In partnership with the White House Office of Science and Technology Policy (OSTP), IBM announced in March that it would help coordinate an effort to provide hundreds of petaflops of compute to scientists researching the novel coronavirus. As part of the newly launched COVID-19 High Performance Computing (HPC) Consortium, IBM pledged to assist in evaluating proposals and provide access to resources for projects that “make the most immediate impact.”

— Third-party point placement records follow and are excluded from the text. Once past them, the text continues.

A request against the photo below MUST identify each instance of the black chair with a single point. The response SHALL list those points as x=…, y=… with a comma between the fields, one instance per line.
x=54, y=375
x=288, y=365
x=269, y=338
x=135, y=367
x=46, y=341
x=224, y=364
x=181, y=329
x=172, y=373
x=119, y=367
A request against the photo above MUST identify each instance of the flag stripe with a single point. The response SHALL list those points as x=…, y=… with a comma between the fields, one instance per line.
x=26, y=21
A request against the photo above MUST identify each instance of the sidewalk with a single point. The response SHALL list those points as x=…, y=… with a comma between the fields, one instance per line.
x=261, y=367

Following a surge in COVID-19 cases around the world, including in the U.S., the organization’s members say the project has now entered a new phase and will focus on delivering benefits for patients afflicted by the virus. As part of this shift, the Consortium intends to sharpen its focus on research with the potential to improve patient outcomes within a six-month time frame.

The Consortium’s members say the transition was partly motivated by the greater volume of COVID-19 data now available, making it more possible to help patients than when the group launched. Going forward, the Consortium will be particularly — though not exclusively — interested in projects modeling responses to the virus using clinical datasets, validating vaccine response models from multiple clinical trials, evaluating combination therapies using repurposed molecules, and developing epidemiological algorithms driven by multi-modal datasets.

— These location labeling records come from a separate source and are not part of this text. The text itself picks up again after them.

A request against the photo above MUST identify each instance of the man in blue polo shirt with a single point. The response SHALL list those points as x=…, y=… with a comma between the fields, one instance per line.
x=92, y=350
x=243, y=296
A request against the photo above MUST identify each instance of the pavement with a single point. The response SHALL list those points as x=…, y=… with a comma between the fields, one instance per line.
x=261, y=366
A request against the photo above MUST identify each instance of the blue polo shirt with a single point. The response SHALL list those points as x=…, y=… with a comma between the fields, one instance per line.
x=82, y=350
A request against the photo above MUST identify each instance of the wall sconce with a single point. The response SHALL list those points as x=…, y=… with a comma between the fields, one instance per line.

The Consortium — whose 43 members include IBM, Amazon, Microsoft, Nvidia, Intel, Google, and the U.S. Department of Energy’s Oak Ridge National Laboratory — has already received more than 175 research proposals from researchers in over 15 countries. The group’s combined compute capacity has grown from 330 petaflops (330 trillion floating-point operations per second) in March to 437 petaflops in May and 600 petaflops today across roughly 165,000 nodes, 6.8 million processor cores, and 50,000 graphics cards. That’s up from 136,000 nodes and 5 million processor cores as of June.

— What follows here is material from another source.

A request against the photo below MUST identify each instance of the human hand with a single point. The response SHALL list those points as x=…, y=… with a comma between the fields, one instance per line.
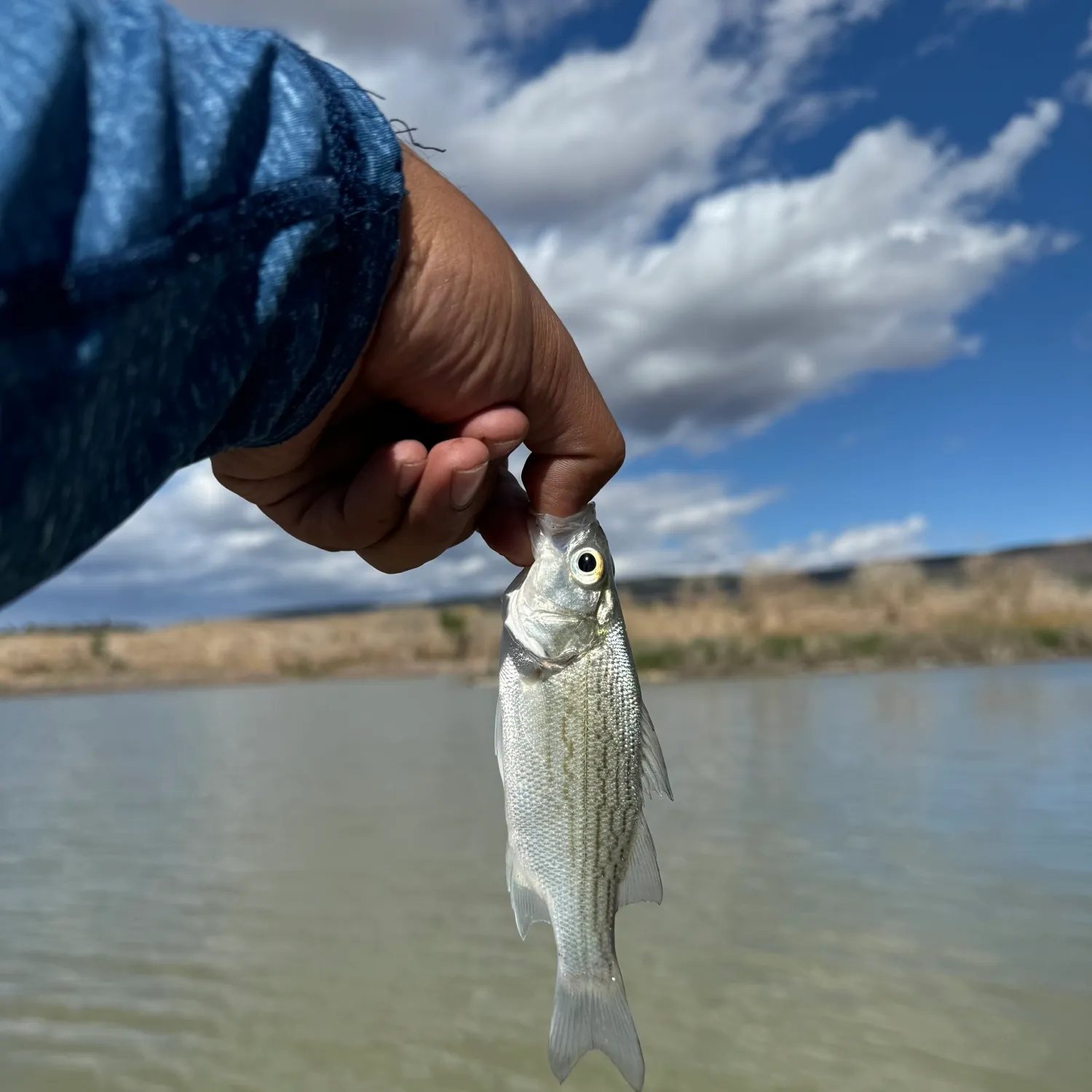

Powerful computers allow researchers to undertake high volumes of calculations in epidemiology, bioinformatics, and molecular modeling, calculations that might take months on traditional computing platforms (or years if done by hand). Moreover, because the computers are available in the cloud, they enable teams to collaborate from anywhere in the world. Insights generated by the experiments can help advance our understanding of key aspects of COVID-19, such as viral-human interaction, viral structure and function, small molecule design, drug repurposing, and patient trajectory and outcomes.

Approved academic and nonprofit research institutions gain free access to the Consortium’s compute resources. (Normally, a petaflop of computing power costs between $2 million and $3 million, according to IBM.)

The Consortium claims to have supported more than 91 research projects to date, including helping a team from Utah State University that simulated the dynamics of aerosols indoors and found droplets from breathing linger in the air longer than hypothesized. Michigan State University researchers used the Consortium’s compute power to screen data from about 1,600 FDA-approved drugs to see if there were combinations that could help treat COVID-19. A study from India’s Novel Techsciences analyzed plant-derived natural compounds from 55 medicinal plants to identify compounds with antiviral properties that could be used against eight SARS-CoV-2 proteins. And a pair of NASA researchers are working to define risk groups by performing genome analysis on COVID-19 patients who develop acute respiratory distress syndrome.